Key Terms You Should Know for Wireless Networking
A wireless network is just a network that uses radio signals rather than direct cable connections to exchange information. Simple as that. A computer with a wireless network connection is like a cellphone. Just as you don’t have to be connected (tethered) to a phone line to use a cellphone, you don’t have to be connected to a network cable to use a wireless networked computer.
Here are the key concepts and terms you need to understand to set up and use a basic wireless network:
- WLAN: A wireless network is often referred to as a wireless local area network (WLAN). Some people prefer to switch the acronym around to local area wireless network, or LAWN.
- Wi-Fi: The term Wi-Fi is often used to describe wireless networks although it technically refers to just one form of wireless network: the 802.11 standard.

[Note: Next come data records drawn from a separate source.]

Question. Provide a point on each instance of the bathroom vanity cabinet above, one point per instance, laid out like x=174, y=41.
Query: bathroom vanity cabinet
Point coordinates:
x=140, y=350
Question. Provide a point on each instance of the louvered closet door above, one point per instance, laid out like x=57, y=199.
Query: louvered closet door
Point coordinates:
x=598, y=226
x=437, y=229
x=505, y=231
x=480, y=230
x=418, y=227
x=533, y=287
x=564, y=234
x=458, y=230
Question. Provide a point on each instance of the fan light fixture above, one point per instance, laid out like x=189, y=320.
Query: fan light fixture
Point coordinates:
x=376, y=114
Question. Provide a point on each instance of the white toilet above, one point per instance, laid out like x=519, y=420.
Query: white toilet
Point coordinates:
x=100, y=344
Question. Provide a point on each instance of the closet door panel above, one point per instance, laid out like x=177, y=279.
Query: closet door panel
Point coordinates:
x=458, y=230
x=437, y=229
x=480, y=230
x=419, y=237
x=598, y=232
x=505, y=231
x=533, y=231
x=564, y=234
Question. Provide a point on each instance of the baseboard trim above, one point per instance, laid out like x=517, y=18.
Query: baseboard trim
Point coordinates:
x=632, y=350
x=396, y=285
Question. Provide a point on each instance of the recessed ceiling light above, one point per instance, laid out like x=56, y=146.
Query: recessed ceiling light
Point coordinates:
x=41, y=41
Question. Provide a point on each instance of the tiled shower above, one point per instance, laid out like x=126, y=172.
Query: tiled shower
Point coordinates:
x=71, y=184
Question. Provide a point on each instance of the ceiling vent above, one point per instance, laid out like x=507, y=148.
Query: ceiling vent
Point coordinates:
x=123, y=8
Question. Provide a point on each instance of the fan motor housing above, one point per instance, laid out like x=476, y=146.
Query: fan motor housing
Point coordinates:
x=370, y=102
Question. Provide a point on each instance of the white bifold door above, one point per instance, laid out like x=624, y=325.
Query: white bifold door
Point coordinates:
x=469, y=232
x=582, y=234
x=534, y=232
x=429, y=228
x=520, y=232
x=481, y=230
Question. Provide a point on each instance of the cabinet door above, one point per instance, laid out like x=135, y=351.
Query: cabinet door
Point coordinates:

- SSID: A wireless network has a name, known as a SSID. SSID stands for service set identifier. (Wouldn’t that make a great Jeopardy! question? Four-letter acronyms for $400, please!) All the computers that belong to a single wireless network must have the same SSID.
- Channels: Wireless networks can transmit over any of several channels. For computers to talk to one another, though, they must be configured to transmit on the same channel.

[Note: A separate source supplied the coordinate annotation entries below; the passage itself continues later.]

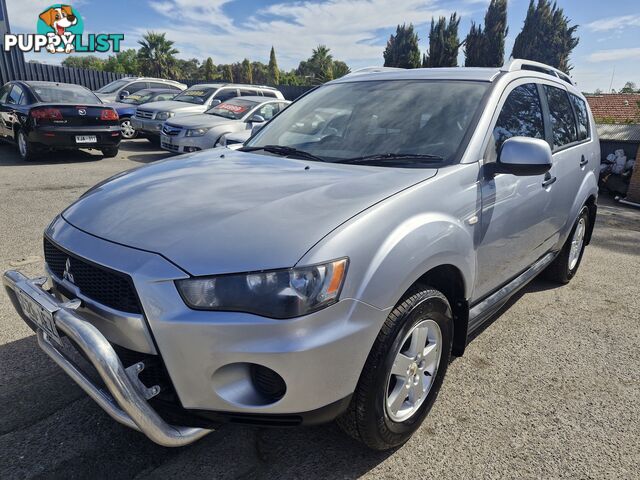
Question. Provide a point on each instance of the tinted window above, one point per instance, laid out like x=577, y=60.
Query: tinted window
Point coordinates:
x=583, y=116
x=521, y=116
x=563, y=122
x=14, y=95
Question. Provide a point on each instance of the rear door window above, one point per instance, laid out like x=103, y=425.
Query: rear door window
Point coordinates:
x=582, y=115
x=563, y=122
x=521, y=116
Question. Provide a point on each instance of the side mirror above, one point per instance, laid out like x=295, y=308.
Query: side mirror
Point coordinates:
x=256, y=119
x=524, y=156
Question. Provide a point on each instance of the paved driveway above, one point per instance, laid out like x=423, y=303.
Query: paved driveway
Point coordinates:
x=550, y=389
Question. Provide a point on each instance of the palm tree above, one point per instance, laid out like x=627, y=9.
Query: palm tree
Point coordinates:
x=156, y=55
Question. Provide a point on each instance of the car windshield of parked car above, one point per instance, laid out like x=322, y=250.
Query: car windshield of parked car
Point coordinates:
x=233, y=109
x=197, y=95
x=138, y=98
x=376, y=121
x=113, y=86
x=65, y=94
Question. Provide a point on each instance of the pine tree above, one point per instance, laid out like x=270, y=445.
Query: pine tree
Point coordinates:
x=402, y=49
x=443, y=43
x=495, y=32
x=546, y=36
x=475, y=47
x=209, y=70
x=274, y=71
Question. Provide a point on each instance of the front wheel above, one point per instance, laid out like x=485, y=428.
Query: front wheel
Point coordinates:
x=403, y=373
x=127, y=130
x=566, y=264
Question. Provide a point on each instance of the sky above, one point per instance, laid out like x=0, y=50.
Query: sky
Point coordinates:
x=356, y=31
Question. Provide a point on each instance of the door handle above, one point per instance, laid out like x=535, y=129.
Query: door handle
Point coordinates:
x=548, y=180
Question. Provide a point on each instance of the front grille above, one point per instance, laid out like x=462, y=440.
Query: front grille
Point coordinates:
x=144, y=114
x=109, y=288
x=169, y=130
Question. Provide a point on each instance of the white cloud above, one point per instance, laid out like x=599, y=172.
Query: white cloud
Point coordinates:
x=614, y=54
x=349, y=27
x=614, y=23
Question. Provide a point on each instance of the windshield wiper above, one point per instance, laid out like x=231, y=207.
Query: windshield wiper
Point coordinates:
x=285, y=152
x=393, y=157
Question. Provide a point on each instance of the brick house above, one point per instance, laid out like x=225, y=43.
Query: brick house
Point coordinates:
x=617, y=116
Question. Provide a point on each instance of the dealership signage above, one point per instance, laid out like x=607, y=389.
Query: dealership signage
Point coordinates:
x=60, y=30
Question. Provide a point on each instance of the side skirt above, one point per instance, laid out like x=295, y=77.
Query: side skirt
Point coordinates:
x=482, y=311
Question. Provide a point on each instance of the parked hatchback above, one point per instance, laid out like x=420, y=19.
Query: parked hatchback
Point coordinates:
x=191, y=133
x=196, y=99
x=332, y=266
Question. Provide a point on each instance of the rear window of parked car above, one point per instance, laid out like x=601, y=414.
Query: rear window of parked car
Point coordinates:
x=65, y=94
x=521, y=116
x=563, y=122
x=583, y=117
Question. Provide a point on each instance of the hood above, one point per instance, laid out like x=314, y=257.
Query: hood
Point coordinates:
x=224, y=211
x=199, y=120
x=172, y=106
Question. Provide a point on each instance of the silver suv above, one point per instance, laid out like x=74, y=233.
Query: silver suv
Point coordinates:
x=123, y=87
x=332, y=266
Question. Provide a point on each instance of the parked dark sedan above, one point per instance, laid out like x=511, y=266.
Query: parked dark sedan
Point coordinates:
x=126, y=107
x=41, y=116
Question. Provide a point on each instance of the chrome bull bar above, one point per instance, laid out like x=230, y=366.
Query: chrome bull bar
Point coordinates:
x=126, y=399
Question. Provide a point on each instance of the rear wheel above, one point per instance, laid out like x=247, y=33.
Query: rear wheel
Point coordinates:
x=26, y=149
x=403, y=373
x=128, y=132
x=566, y=264
x=109, y=152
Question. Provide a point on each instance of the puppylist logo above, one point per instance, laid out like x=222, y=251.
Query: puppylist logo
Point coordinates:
x=60, y=30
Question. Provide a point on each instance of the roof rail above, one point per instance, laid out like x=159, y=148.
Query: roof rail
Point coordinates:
x=372, y=70
x=519, y=64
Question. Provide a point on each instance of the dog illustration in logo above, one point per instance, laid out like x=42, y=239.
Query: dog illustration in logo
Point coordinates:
x=59, y=19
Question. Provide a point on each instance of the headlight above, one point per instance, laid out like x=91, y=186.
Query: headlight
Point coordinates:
x=275, y=294
x=197, y=132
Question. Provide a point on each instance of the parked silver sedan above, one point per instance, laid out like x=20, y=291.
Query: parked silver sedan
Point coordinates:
x=191, y=133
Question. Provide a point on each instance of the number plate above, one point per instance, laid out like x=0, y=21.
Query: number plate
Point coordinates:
x=39, y=315
x=86, y=139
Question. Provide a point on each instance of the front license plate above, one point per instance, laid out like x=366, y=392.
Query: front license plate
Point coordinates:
x=39, y=315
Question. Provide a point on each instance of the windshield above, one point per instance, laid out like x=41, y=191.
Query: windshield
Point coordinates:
x=113, y=86
x=233, y=109
x=138, y=98
x=196, y=95
x=377, y=119
x=65, y=94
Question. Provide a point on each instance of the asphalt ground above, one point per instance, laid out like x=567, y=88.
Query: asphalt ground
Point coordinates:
x=549, y=389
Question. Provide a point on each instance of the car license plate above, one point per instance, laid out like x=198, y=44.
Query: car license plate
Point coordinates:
x=39, y=315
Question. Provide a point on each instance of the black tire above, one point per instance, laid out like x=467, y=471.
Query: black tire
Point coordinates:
x=126, y=129
x=560, y=270
x=109, y=152
x=367, y=419
x=26, y=149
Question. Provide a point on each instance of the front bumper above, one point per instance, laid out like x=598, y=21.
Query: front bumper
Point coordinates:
x=147, y=126
x=126, y=401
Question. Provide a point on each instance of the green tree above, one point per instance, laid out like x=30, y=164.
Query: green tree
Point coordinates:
x=443, y=43
x=546, y=36
x=274, y=71
x=157, y=55
x=402, y=49
x=247, y=71
x=209, y=70
x=474, y=47
x=495, y=32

- Ad-hoc: The simplest type of wireless network consists of two or more computers with wireless network adapters. This type of network is an ad-hoc mode network.
- Infrastructure mode: A more complex type of network is an infrastructure mode network. All this really means is that a group of wireless computers can be connected not only to one another, but also to an existing cabled network via a device called a wireless access point (WAP).